Senior Data Engineer (Azure, PySpark, SQL)
Overview
We are seeking a highly skilled Senior Data Engineer with 5+ years of experience in building scalable data solutions. The ideal candidate will have strong expertise in SQL, PySpark, ETL processes, Data Lakes, and the Azure data ecosystem.
Key Responsibilities
- Design, develop, and maintain robust data pipelines using Python/PySpark
- Build and optimize ETL workflows for large-scale data processing
- Work with Azure services such as:
- Azure Blob Storage
- Azure Data Lake
- Azure Data Factory
- Azure Synapse Analytics
- Ensure high performance and reliability of data systems
- Collaborate with cross-functional teams to understand data requirements
- Implement best practices for data governance, security, and quality
- Use version control tools like Git and manage tasks via Azure DevOps or Jira
- Provide technical guidance and mentorship to junior team members.
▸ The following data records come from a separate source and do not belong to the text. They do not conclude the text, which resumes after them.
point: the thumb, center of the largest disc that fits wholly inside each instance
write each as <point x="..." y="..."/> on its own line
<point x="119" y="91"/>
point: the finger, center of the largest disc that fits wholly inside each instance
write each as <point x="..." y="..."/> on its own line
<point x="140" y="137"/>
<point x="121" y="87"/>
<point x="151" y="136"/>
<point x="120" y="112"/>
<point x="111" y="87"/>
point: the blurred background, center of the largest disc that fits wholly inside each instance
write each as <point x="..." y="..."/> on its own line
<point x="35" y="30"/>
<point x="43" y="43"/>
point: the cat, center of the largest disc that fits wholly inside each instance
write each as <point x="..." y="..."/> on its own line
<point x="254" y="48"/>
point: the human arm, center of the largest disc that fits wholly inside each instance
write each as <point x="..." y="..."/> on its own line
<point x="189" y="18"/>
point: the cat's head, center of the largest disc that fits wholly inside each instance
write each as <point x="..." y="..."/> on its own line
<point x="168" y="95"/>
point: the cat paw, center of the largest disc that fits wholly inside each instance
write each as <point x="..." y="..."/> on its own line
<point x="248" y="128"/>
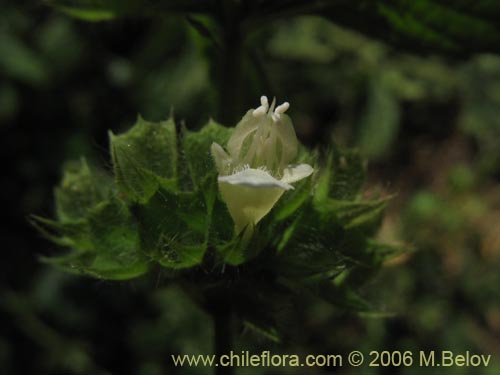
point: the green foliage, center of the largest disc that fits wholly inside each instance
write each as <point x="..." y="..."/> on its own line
<point x="164" y="210"/>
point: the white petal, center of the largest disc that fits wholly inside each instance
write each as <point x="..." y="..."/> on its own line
<point x="256" y="178"/>
<point x="221" y="158"/>
<point x="294" y="173"/>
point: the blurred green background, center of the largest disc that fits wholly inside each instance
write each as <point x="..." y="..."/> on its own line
<point x="423" y="111"/>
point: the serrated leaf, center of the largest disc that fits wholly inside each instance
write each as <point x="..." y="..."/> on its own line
<point x="380" y="122"/>
<point x="115" y="239"/>
<point x="145" y="158"/>
<point x="361" y="215"/>
<point x="104" y="10"/>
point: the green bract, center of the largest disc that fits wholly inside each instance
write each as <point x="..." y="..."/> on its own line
<point x="164" y="211"/>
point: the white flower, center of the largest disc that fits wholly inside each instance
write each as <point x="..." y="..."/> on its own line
<point x="255" y="170"/>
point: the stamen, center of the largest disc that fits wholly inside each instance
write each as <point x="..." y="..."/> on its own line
<point x="264" y="102"/>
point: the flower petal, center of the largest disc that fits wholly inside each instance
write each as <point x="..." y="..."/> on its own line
<point x="256" y="178"/>
<point x="294" y="173"/>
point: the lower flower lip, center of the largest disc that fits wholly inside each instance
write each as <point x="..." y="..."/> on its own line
<point x="255" y="178"/>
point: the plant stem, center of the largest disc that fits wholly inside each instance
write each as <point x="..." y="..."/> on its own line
<point x="222" y="338"/>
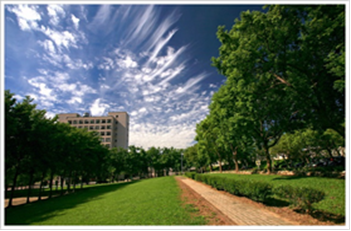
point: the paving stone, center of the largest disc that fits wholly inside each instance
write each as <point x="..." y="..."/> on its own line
<point x="239" y="212"/>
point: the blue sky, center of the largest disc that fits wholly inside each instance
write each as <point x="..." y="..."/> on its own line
<point x="152" y="61"/>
- Drive design decisions and contribute to data architecture planning.
Required Skills & Experience
- 5+ years of experience with SQL
- 4+ years of hands-on experience in building data pipelines using Python/PySpark
- 4+ years of experience with the Azure ETL stack
- Strong understanding of:
- Data modeling
- Distributed computing
- Data warehousing concepts
- Experience with code versioning tools (Git)
- Familiarity with Agile tools such as Azure DevOps or Jira
Qualifications
- Bachelor’s degree in:
- B.Sc / BCA / B.Tech / B.E (any specialization)
- Strong verbal and written communication skills
- Reliable internet connection (for remote/hybrid roles)
- Azure certifications are a plus
Preferred (Bonus) Skills
- Experience with real-time data processing
- Knowledge of CI/CD pipelines for data engineering
- Exposure to big data technologies beyond Azure ecosystem
- Provide technical guidance and mentorship to junior team members.
- Drive design decisions and contribute to data architecture planning.